いただ・く【頂く(戴く)】 用例引き A 敬語の「頂く」 先生からお手紙を頂く㊀④・奥様のお料理を頂く㊀⑤・庭でお茶を頂く㊀⑥・先生に推薦文をお書きいただく㊁①・〜させていただく㊁② B その他 雪を頂く山々㊀①・賞状を頂く㊀②・知事を名誉会長に頂く㊀③・アイディアをちゃっかり頂く㊀⑦  〘動五〙  ㈠  〘他〙  ❶ 頭の上に載せる。また、頭上高くに位置させる。 「頭に王冠を━」 「頭かしらこうべに霜[雪]を━(=年をとって頭髪が白くなる)」 「雪を━山々」 「頭上に満天の星を━」 「星を━・いて帰る(=夜の帰宅、特に、仕事後の夜の帰宅をいう)」 ❷ 〔古い言い方で〕敬意を表して、頭上高くにささげ持つ。押し頂く。 「賞状を━」 ❸ 上の者として敬い仕える。 「知事を名誉会長に━」 ❹ 〔②の意から〕「もらう」の謙譲語。Aからもらうという動作について、Aを高める。頂戴ちょうだいする。 「A先生からお手紙を━」 「入学祝いを━」 「別途、手数料を━・きます」 「励ましのお言葉を━」 「お小言を━」 表現その動作がそれを受ける人の恩恵となることを表す。上に尊敬・丁寧の接頭語「お・ご(御)」を伴うことが多い。「賜る」は目上の人から頂くの意で、「頂く」よりは敬意の度合いが高い。 ❺ 「食べる」「飲む」の謙譲語。また、風呂ふろに入る意の謙譲語。

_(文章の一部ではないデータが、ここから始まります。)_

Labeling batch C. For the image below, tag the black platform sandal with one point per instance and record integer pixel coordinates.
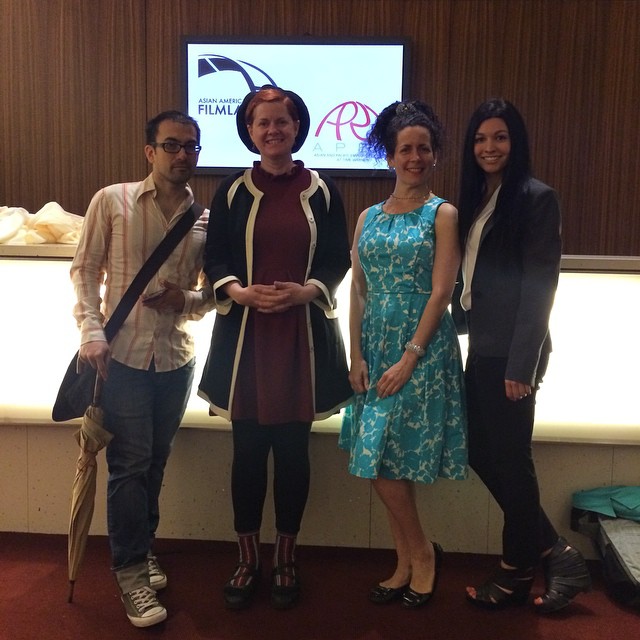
(566, 575)
(285, 596)
(506, 588)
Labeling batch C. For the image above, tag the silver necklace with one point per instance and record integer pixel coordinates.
(424, 197)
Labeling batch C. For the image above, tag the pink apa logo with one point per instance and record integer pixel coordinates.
(356, 116)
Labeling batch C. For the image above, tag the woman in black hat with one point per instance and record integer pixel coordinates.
(276, 251)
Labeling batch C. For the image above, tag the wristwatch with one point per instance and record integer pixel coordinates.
(415, 348)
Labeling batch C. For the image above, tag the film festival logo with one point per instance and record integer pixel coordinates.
(348, 120)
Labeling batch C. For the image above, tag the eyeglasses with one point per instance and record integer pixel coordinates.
(174, 147)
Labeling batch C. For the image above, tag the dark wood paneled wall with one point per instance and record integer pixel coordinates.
(79, 78)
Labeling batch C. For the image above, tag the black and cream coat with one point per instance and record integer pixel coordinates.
(229, 257)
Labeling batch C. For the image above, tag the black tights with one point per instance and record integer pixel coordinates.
(252, 443)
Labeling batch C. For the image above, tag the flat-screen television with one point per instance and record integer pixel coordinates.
(345, 83)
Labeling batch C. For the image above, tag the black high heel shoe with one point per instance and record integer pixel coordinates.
(240, 597)
(507, 587)
(384, 595)
(566, 575)
(412, 599)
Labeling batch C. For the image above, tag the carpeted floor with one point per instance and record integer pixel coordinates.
(34, 588)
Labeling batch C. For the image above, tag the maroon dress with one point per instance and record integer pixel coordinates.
(274, 384)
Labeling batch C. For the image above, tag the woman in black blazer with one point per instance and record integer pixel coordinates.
(510, 232)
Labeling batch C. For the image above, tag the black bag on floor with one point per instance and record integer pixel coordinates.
(616, 539)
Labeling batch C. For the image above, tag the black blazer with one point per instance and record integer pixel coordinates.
(513, 288)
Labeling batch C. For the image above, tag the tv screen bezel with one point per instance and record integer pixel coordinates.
(373, 172)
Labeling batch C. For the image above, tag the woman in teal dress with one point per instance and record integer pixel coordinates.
(407, 423)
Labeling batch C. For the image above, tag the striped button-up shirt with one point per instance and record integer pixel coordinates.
(122, 227)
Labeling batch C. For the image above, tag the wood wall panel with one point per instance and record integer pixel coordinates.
(571, 66)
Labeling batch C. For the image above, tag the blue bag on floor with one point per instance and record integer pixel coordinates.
(610, 516)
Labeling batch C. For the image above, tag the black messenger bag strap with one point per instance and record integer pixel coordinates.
(149, 268)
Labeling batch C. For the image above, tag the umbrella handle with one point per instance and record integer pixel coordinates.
(97, 390)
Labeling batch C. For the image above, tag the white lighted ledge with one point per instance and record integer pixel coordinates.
(589, 395)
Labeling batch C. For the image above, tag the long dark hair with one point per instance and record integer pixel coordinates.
(514, 178)
(383, 135)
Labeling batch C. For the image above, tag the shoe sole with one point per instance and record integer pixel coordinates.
(149, 621)
(159, 584)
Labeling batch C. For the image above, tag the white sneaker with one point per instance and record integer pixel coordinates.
(157, 577)
(143, 608)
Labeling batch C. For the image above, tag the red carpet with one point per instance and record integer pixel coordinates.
(34, 587)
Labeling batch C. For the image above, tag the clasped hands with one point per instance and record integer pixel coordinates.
(273, 298)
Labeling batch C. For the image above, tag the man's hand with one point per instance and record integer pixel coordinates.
(97, 355)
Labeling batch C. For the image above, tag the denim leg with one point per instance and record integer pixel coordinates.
(143, 410)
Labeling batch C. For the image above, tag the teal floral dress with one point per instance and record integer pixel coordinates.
(419, 433)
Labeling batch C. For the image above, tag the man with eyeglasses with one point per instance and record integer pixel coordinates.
(148, 367)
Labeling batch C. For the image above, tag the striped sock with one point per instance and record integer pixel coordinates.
(248, 546)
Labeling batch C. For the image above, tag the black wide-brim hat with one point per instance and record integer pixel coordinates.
(303, 116)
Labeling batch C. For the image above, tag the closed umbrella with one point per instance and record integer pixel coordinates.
(92, 437)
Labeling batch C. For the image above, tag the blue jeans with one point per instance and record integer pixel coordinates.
(143, 410)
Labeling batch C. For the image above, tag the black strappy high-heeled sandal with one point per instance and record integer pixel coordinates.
(505, 588)
(566, 575)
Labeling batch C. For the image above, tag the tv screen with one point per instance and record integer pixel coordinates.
(344, 83)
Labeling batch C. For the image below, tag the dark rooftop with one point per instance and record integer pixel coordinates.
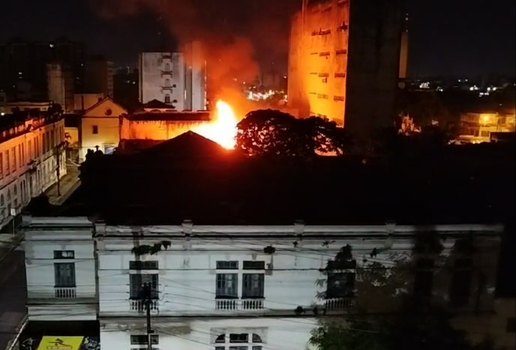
(191, 177)
(169, 116)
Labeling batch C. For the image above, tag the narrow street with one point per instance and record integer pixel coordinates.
(12, 292)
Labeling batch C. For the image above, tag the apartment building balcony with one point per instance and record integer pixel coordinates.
(140, 305)
(65, 292)
(239, 304)
(338, 304)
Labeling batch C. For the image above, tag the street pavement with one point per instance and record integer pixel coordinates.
(13, 294)
(68, 184)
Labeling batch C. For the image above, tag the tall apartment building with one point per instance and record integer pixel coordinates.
(344, 62)
(30, 154)
(23, 66)
(174, 78)
(98, 77)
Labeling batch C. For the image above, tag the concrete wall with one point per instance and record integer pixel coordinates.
(104, 119)
(197, 334)
(156, 70)
(180, 75)
(344, 62)
(155, 129)
(318, 60)
(42, 238)
(373, 65)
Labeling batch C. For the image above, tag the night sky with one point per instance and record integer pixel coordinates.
(448, 37)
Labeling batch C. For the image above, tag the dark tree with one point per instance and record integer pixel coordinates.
(277, 134)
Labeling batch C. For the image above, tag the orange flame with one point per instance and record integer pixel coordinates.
(223, 128)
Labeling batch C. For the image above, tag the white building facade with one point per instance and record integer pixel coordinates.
(218, 287)
(174, 78)
(60, 269)
(32, 157)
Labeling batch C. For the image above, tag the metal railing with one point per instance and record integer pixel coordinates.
(336, 304)
(239, 304)
(65, 292)
(139, 305)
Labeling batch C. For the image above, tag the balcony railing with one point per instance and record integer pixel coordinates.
(338, 304)
(139, 305)
(239, 304)
(65, 292)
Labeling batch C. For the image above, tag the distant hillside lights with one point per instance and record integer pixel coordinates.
(222, 129)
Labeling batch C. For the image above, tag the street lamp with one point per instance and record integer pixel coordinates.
(12, 213)
(57, 154)
(146, 295)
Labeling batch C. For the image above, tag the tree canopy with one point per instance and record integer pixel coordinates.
(387, 313)
(274, 133)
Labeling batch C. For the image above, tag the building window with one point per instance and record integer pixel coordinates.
(252, 286)
(252, 281)
(143, 340)
(227, 286)
(340, 285)
(7, 163)
(140, 341)
(238, 341)
(424, 278)
(64, 254)
(511, 325)
(254, 265)
(64, 275)
(13, 158)
(227, 265)
(460, 287)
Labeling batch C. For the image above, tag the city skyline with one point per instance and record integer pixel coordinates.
(446, 39)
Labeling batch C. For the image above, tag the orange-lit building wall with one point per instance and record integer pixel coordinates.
(344, 62)
(318, 60)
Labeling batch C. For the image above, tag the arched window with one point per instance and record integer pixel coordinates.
(8, 201)
(238, 341)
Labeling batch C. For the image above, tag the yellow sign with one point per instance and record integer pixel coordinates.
(60, 343)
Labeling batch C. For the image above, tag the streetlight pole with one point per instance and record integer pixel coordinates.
(58, 168)
(147, 298)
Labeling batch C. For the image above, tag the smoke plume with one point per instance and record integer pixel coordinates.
(237, 35)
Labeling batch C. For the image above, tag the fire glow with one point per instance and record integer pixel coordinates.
(223, 129)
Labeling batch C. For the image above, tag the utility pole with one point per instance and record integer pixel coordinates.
(146, 296)
(57, 154)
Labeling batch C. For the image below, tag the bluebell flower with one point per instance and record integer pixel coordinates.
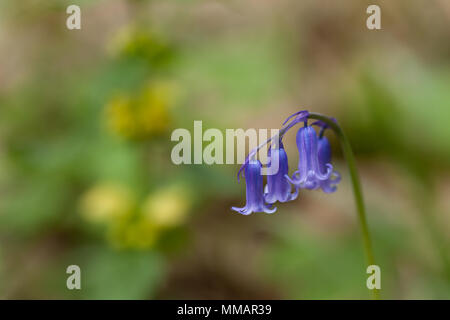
(254, 189)
(278, 188)
(324, 153)
(309, 173)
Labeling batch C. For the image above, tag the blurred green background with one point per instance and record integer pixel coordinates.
(85, 170)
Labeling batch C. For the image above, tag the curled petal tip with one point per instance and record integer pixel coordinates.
(300, 116)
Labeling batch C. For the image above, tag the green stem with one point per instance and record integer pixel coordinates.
(357, 190)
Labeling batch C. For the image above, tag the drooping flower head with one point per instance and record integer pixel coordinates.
(278, 188)
(309, 173)
(324, 154)
(254, 189)
(314, 168)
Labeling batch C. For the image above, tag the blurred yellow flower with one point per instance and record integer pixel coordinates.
(134, 234)
(106, 202)
(143, 116)
(167, 207)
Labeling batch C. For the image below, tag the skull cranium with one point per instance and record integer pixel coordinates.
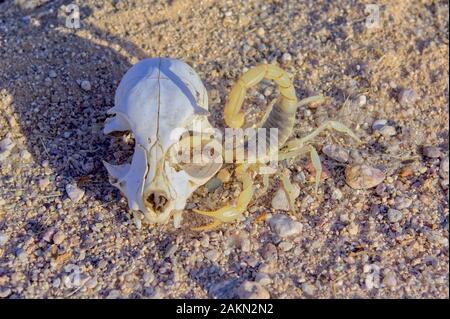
(158, 100)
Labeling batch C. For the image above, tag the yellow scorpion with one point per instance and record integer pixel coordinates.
(282, 116)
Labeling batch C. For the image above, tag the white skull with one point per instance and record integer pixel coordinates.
(155, 97)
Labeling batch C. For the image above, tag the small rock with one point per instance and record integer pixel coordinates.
(394, 215)
(113, 294)
(74, 192)
(308, 289)
(6, 146)
(432, 151)
(252, 290)
(263, 278)
(336, 152)
(388, 131)
(224, 175)
(212, 255)
(390, 279)
(92, 283)
(407, 97)
(286, 246)
(337, 194)
(148, 277)
(269, 252)
(48, 235)
(3, 239)
(362, 100)
(286, 59)
(22, 255)
(58, 237)
(402, 202)
(5, 292)
(379, 124)
(353, 229)
(444, 168)
(43, 183)
(284, 226)
(435, 237)
(260, 32)
(213, 184)
(85, 85)
(363, 176)
(280, 200)
(25, 155)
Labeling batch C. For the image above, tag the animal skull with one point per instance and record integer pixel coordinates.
(158, 100)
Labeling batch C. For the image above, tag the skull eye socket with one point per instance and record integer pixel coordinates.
(197, 161)
(157, 202)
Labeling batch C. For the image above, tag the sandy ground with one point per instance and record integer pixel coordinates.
(389, 241)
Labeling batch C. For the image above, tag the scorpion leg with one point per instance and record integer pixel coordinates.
(288, 103)
(230, 213)
(299, 146)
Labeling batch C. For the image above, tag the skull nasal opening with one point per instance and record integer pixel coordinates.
(157, 202)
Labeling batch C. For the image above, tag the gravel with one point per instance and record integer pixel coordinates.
(363, 176)
(346, 247)
(280, 200)
(252, 290)
(394, 215)
(74, 192)
(336, 152)
(432, 151)
(284, 226)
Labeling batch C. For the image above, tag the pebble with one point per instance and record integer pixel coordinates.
(224, 175)
(308, 289)
(286, 246)
(6, 146)
(379, 124)
(284, 226)
(74, 192)
(260, 32)
(407, 97)
(48, 235)
(362, 100)
(5, 292)
(263, 278)
(444, 168)
(337, 194)
(252, 290)
(22, 255)
(402, 202)
(113, 294)
(213, 184)
(213, 255)
(363, 176)
(92, 283)
(286, 58)
(432, 151)
(43, 183)
(280, 200)
(149, 277)
(353, 229)
(269, 252)
(3, 239)
(85, 85)
(390, 280)
(388, 131)
(336, 152)
(435, 237)
(58, 237)
(394, 215)
(25, 155)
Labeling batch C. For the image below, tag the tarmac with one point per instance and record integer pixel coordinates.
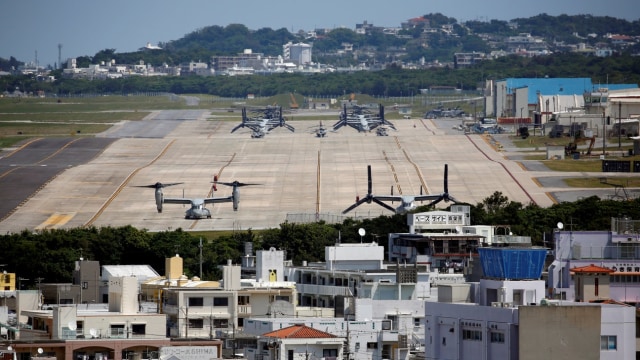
(299, 177)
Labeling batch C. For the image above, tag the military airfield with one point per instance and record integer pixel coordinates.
(299, 177)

Aからもらって食べたり飲んだりする動作について、Aを高める。また、Aから風呂をもらって入るという動作について、Aを高める。 「奥様のお料理は十分に━・きました」 「『お風呂がわきました』『では、お先に━・きます』」 ◇→いただきます ❻ 「食べる」「飲む」の丁重語。また、風呂に入る意の丁重語。相手(=聞き手・読み手)に対する改まった気持ちや上品な気持ちを表す。 「お夕飯ができましたから、冷めないうちに━・きましょう」 「晴れた日には庭でお茶を━のが習慣です」 「帰宅してすぐにお風呂を━・きました」 注意高めるべき人物が曖昧あいまいになり丁重語化したもので、本来は誤り。 ❼ 利益となるものを苦労もなく手に入れる。 「この勝負はこちらで━・いたぞ」 表現皮肉な気分を伴うこともある。「人のアイディアをちゃっかり━・いて澄ましている」 ㈡  〘補動〙  ❶ 《「…て[で]いただく」「お[ご]…いただく」の形で》謙譲 Aに…てもらうという動作について、Aを高める。 「A先生に推薦文をお書き━」 「いつも懇意にして━・いております」 「早速着手して━・きたい」 「お褒め━・いて恐縮の至りです」 「早速ご手配━・きたく願い上げます」 ◇「お[ご]…いただく」の「…」には動詞連用形や漢語サ変動詞語幹が入る。 注意 ⑴ 「…ていただく」「お[ご]…いただく」は、〈Aの「…」という動作を、いただく〉意で、Aの動作がそれを受ける人の恩恵となることを表す。恩恵を与える側のAを主語にした「先生来ていただきました」は誤り。「(私どもは)先生来ていただきました」もしくは「先生が来てくださいました」が正しい。 ⑵ Aの動作である「…」の部分を謙譲語にするのは誤り。「× ご拝読いただきありがとうございます→ お読み[ご覧]いただき…」 →「お」のコラム1120 ❷ 《「…(さ)せて━」の形で》→させていただく ◆→敬語解説 表記㊁はかな書きも多い。 可能頂ける [名]いただき 関連語 大分類‖受ける‖うける 中分類‖貰う‖もらう

明鏡国語辞典 ページ 363 での頂く(戴く)単語。